By summer, a network of at least 10 automated cameras will be scanning the heavily forested mountains of the Tahoe Basin and sending back steady streams of images in both the visible and infrared frequencies.
And more cameras are coming, said Graham Kent, director of the Nevada Seismological Laboratory at the University of Nevada, Reno, where the camera network was developed.
Kent sees the cameras as a key to modernizing firefighting techniques everywhere in rough mountain country. Catching a blaze early before its flames spread would save money and lives, and eliminate or reduce the need to send large numbers of fire crews and armadas of trucks and planes, fire experts say.
Last year alone, California forest fires cost $423 million to fight, according to Cal Fire. Across the country the U.S. Forest Service spent more than $1.2 billion fighting fires on its national forests, and those totals are expected to grow as summers grow hotter and drier in this era of climate change.
“The old style of firefighting is like storming the beach at Normandy,” Kent said, “but if you can run a smaller crew on a fire really early, and with their special tools, then it can be more like a situation for the Special Forces.”

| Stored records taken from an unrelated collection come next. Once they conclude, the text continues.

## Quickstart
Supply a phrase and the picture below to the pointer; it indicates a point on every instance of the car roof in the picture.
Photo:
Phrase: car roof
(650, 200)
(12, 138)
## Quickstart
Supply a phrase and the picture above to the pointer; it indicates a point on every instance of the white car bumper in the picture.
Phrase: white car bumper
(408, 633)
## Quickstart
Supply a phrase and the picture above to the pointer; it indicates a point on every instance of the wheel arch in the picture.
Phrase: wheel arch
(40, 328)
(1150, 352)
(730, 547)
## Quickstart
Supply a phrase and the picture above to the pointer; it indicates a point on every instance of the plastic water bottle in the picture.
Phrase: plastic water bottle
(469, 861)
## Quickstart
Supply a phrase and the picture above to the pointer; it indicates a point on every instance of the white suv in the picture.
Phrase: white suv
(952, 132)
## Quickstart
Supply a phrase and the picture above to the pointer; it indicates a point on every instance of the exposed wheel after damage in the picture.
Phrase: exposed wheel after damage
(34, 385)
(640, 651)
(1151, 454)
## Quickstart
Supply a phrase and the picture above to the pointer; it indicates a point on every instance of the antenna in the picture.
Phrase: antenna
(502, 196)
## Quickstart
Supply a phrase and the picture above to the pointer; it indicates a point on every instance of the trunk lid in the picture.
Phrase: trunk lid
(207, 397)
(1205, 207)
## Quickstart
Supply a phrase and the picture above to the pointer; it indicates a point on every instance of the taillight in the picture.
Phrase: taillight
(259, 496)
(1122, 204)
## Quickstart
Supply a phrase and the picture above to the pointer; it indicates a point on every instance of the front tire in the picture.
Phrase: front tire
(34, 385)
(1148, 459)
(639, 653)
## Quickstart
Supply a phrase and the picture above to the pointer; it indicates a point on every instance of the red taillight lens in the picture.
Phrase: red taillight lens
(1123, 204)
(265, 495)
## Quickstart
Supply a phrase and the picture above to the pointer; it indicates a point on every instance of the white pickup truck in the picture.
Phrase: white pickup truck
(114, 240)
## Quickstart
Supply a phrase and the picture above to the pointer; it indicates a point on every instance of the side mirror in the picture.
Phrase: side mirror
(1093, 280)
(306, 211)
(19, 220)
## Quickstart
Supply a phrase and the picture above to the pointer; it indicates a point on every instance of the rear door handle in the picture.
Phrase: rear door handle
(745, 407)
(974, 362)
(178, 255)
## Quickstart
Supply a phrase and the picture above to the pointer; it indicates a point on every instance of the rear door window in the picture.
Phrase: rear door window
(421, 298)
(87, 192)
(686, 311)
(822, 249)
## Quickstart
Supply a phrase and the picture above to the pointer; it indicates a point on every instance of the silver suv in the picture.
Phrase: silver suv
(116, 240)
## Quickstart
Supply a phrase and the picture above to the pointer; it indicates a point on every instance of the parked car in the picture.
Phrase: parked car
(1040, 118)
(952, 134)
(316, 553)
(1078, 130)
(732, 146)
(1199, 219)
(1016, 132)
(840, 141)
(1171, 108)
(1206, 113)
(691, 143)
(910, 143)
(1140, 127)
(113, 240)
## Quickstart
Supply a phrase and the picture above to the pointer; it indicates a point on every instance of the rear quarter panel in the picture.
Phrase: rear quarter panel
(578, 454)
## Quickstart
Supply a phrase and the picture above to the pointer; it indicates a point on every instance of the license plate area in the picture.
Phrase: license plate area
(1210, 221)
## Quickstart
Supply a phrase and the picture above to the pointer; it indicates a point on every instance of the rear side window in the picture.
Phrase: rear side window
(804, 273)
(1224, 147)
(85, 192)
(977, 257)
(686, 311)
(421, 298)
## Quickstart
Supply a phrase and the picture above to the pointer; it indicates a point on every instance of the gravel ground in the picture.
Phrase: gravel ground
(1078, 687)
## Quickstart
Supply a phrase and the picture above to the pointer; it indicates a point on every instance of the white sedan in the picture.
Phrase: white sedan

The first four fire cameras began operating around the Tahoe Basin two years ago, Kent said, and by last year there were eight. This year there will be 10 in the Tahoe Basin and 11 more around the area “if we can crank it out,” he said.
The instruments, controlled from remote dispatch centers, can tilt, zoom and swivel 360 degrees on command to detect fires and follow them if they spread.
Mac Heller, a fire dispatcher for the Tahoe Basin Management Unit that combines both the Eldorado and Tahoe national forests, recalled one hot evening the summer before last when he was off-duty and the sky over the Sierra was filled with lightning flashes.
Only four cameras were operating in the Tahoe Basin, Heller said, and although he was off-duty, he picked up an image from one of them on his personal laptop. It showed smoke amid the trees at Spooner Summit, a popular hiking area above Lake Tahoe’s eastern shore.
“I called the dispatch office,” Heller said, “and as soon as they spotted it, they sent a really small suppression crew — they needed only about 20 people — but they got a line around that fire fast, and it had only burned about half an acre.
“But who knows how long and how far that Spooner Fire would have burned in the next day or so if it hadn’t been for the camera,” he said. “It could have needed a couple of tanker planes, and a helicopter, and maybe six engines, and who knows how many firefighters.”
Kent and the Tahoe Prosperity Center, a regional community organization, are leading a campaign called AlertTahoe to raise $2 million for 15 more cameras, which would be set up to allow the public to follow the images on home computers, Kent said.
A similar Web-based network of fire cameras, called AlertSoCal, is also operating at 16 mountaintop locations in Southern California, according to Frank Vernon, a research geophysicist at the Scripps Institute of Oceanography.
Vernon and Kent described the two networks at a recent meeting of the Seismological Society of America in Reno.